Vereinsreise zu den Beatushöhlen
 

Fast vor dem ersten Hahnen krähen trafen sich eine Schar reisefreudiger Mitglieder zum gemeinsamen Ausflug ins Bernbiet. Die Reise führte über den Brünigpass nach Brienz, wo schon der erste Kaffeehalt gemacht wurde. Nach einer Stärkung mit Kaffee und Gipfeli ging es weiter entlang an den östlichen Gestaden des Thunersees, der nächsten Reiseetappe entgegen.

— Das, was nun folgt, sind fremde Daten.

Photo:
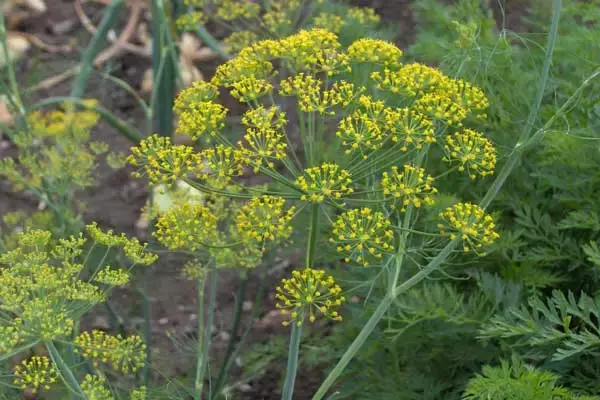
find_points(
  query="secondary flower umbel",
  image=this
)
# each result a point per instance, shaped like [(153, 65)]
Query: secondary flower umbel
[(308, 293)]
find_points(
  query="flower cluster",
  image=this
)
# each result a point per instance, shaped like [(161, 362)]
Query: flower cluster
[(94, 388), (112, 277), (375, 51), (199, 119), (470, 223), (186, 226), (313, 98), (264, 218), (327, 181), (124, 354), (34, 374), (363, 130), (162, 161), (412, 186), (409, 127), (362, 235), (307, 293), (472, 152)]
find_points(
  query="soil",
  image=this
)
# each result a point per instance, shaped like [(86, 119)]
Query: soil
[(116, 199)]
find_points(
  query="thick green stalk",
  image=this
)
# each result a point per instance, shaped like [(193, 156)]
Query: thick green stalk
[(292, 364), (445, 253), (147, 313), (515, 156), (96, 44), (227, 361), (65, 372), (164, 70), (202, 362)]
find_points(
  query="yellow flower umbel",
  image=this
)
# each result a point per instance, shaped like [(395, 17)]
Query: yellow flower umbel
[(470, 223), (472, 152), (161, 161), (308, 293), (186, 226), (221, 163), (375, 51), (362, 235), (94, 388), (409, 127), (250, 89), (201, 119), (265, 219), (327, 181), (311, 95), (126, 355), (363, 131), (36, 373), (411, 186)]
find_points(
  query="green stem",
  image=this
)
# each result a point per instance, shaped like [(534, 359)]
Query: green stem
[(65, 372), (292, 364), (313, 233), (446, 251), (199, 375), (147, 313), (15, 95), (96, 44), (207, 322), (239, 305)]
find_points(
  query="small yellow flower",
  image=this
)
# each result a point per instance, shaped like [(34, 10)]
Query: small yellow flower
[(230, 10), (250, 89), (468, 222), (221, 163), (313, 97), (375, 51), (411, 186), (263, 146), (409, 127), (186, 226), (112, 277), (126, 355), (201, 119), (264, 219), (161, 161), (327, 181), (472, 152), (313, 51), (363, 130), (442, 107), (308, 293), (362, 235), (36, 373), (94, 388), (140, 393), (262, 118)]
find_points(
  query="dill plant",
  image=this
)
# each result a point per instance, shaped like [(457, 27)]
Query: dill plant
[(360, 177)]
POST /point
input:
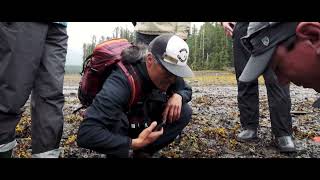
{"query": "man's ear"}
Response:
(309, 31)
(149, 60)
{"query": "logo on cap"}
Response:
(183, 55)
(265, 41)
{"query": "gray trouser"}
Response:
(248, 93)
(32, 60)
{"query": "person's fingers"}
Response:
(165, 113)
(178, 110)
(151, 127)
(171, 114)
(156, 134)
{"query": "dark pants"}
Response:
(248, 93)
(170, 131)
(32, 60)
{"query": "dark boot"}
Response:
(6, 154)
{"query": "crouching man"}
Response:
(111, 127)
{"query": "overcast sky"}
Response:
(81, 32)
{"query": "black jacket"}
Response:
(105, 126)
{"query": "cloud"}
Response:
(82, 32)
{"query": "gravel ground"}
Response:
(211, 132)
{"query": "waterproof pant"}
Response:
(32, 60)
(248, 93)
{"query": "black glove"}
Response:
(154, 106)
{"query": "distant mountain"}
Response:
(74, 56)
(73, 69)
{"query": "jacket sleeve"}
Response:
(105, 118)
(182, 88)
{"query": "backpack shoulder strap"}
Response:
(134, 84)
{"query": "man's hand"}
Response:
(146, 137)
(173, 108)
(228, 28)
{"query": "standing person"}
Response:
(32, 58)
(248, 96)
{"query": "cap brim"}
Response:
(256, 66)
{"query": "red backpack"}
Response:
(99, 65)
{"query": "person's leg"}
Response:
(47, 99)
(248, 94)
(279, 107)
(170, 131)
(20, 47)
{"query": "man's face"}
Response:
(159, 75)
(301, 64)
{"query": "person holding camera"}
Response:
(248, 95)
(113, 128)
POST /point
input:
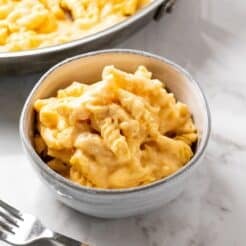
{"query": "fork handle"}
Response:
(66, 241)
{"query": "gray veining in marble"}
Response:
(208, 38)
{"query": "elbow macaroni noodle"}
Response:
(124, 131)
(30, 24)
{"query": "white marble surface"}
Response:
(208, 38)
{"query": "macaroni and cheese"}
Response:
(126, 130)
(29, 24)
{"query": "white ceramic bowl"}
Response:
(122, 202)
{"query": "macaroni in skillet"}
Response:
(30, 24)
(124, 131)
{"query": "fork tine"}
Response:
(6, 227)
(8, 218)
(13, 211)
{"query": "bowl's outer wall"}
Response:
(113, 205)
(40, 62)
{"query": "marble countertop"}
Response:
(208, 38)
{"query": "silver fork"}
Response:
(17, 228)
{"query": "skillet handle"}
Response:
(165, 7)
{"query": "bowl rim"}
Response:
(85, 39)
(66, 182)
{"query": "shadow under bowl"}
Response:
(87, 68)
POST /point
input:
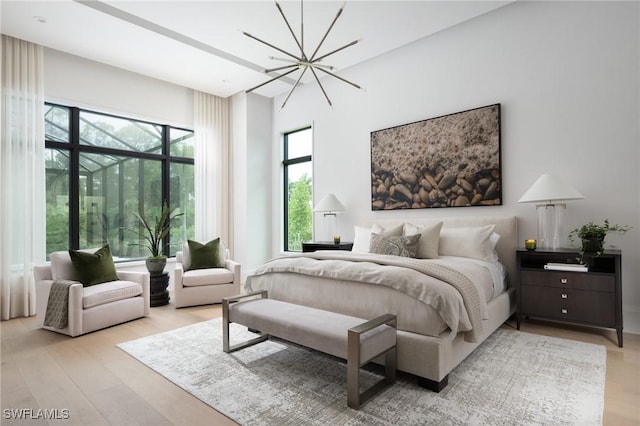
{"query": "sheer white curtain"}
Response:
(213, 191)
(22, 176)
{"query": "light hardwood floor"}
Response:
(101, 385)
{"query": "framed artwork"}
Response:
(448, 161)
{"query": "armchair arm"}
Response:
(234, 267)
(178, 273)
(42, 272)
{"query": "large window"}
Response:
(298, 173)
(101, 168)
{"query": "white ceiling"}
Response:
(200, 44)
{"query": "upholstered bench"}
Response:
(354, 339)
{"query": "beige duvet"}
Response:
(429, 296)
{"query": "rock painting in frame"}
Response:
(447, 161)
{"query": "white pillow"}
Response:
(473, 242)
(186, 258)
(362, 239)
(429, 240)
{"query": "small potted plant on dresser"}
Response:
(592, 237)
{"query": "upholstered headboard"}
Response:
(505, 226)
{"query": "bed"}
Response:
(447, 301)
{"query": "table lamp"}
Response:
(548, 190)
(329, 205)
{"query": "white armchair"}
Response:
(94, 307)
(204, 286)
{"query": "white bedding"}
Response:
(423, 303)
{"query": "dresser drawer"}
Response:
(592, 307)
(575, 280)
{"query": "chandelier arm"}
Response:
(269, 81)
(327, 67)
(291, 30)
(321, 87)
(293, 61)
(339, 78)
(327, 32)
(337, 50)
(284, 67)
(271, 45)
(294, 87)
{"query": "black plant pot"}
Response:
(155, 266)
(594, 244)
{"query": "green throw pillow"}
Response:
(204, 256)
(94, 268)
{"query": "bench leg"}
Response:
(225, 331)
(354, 398)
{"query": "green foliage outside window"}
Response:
(300, 212)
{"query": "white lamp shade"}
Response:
(549, 188)
(329, 203)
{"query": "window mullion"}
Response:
(74, 177)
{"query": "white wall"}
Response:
(75, 81)
(568, 78)
(251, 141)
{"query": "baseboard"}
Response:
(631, 319)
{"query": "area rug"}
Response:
(513, 378)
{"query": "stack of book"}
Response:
(576, 267)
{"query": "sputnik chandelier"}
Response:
(302, 61)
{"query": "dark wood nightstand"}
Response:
(325, 245)
(591, 298)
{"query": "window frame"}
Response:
(286, 162)
(75, 148)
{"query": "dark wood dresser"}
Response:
(591, 298)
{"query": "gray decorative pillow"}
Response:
(405, 246)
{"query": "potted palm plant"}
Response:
(154, 233)
(592, 237)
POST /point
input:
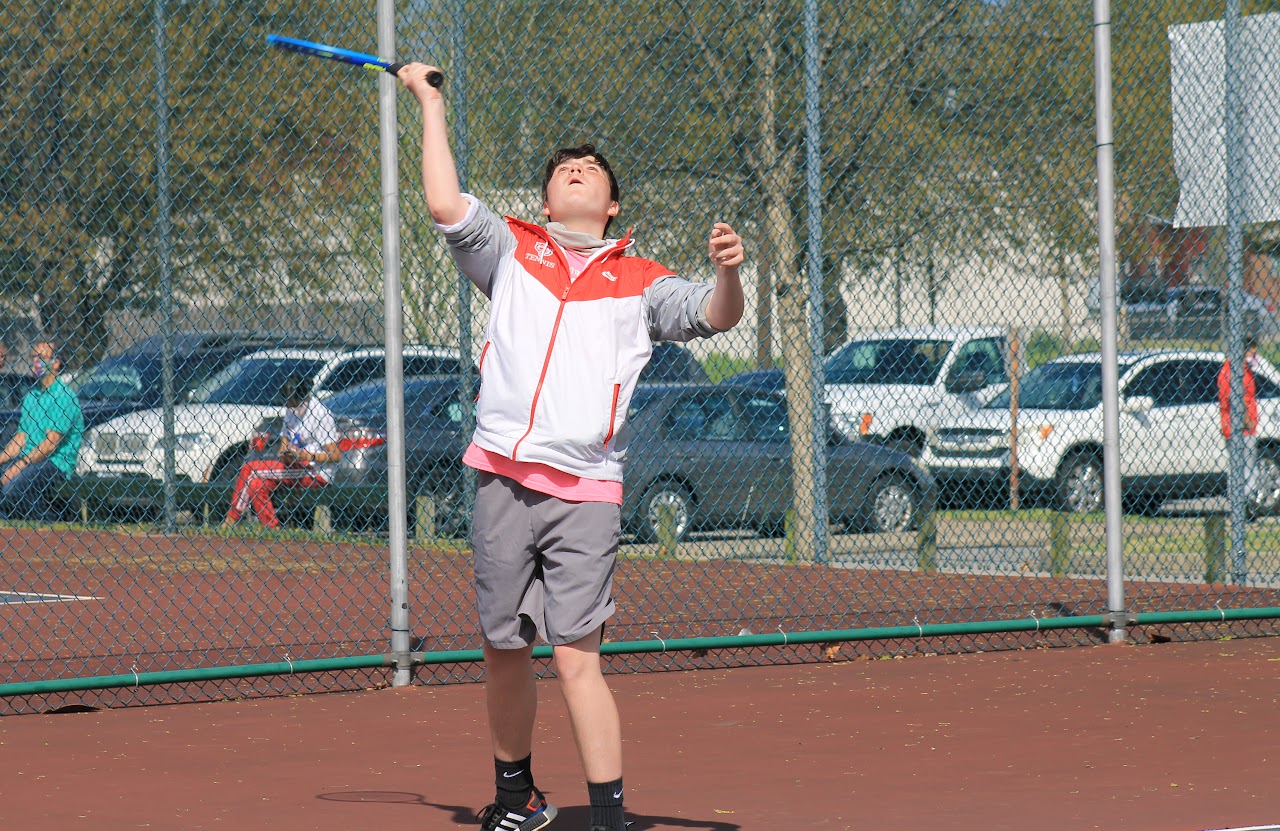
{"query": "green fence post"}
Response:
(667, 538)
(1059, 543)
(424, 519)
(927, 544)
(1215, 547)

In unmittelbarer Nähe des weltbekannten Ferienortes Interlaken erstrecken sich die St. Beatushöhlen ins Innere des gewaltigen Niederhorn-Massivs. Erschaffen in Millionen von Jahren, erlebten die Besucherinnen in einer Stunde ein imposantes Naturschauspiel vom Element Wasser in flüssiger und fester Form. Die Temperatur in der Höhle liegt das ganze Jahr bei 8-10 Grad, die Höhendifferenz beträgt 86 Meter bei einer Länge von 1 Kilometer. Einer Sage nachempfunden, diente diese Höhle im 6. Jahrhundert dem heiligen Beatus als sicherer Unterschlupf, von wo aus er der heidnischen Bevölkerung das Christentum verkündete. Natürlich erst nachdem er den ungeheuren Drachen vertrieben hatte. Noch heute zeigt man das Drachenzeichen oben an der Felswand. Gelegentliche Lichtausfälle und Toneinspielungen trugen zu einem erlebnisreichen Höhlenrundgang bei.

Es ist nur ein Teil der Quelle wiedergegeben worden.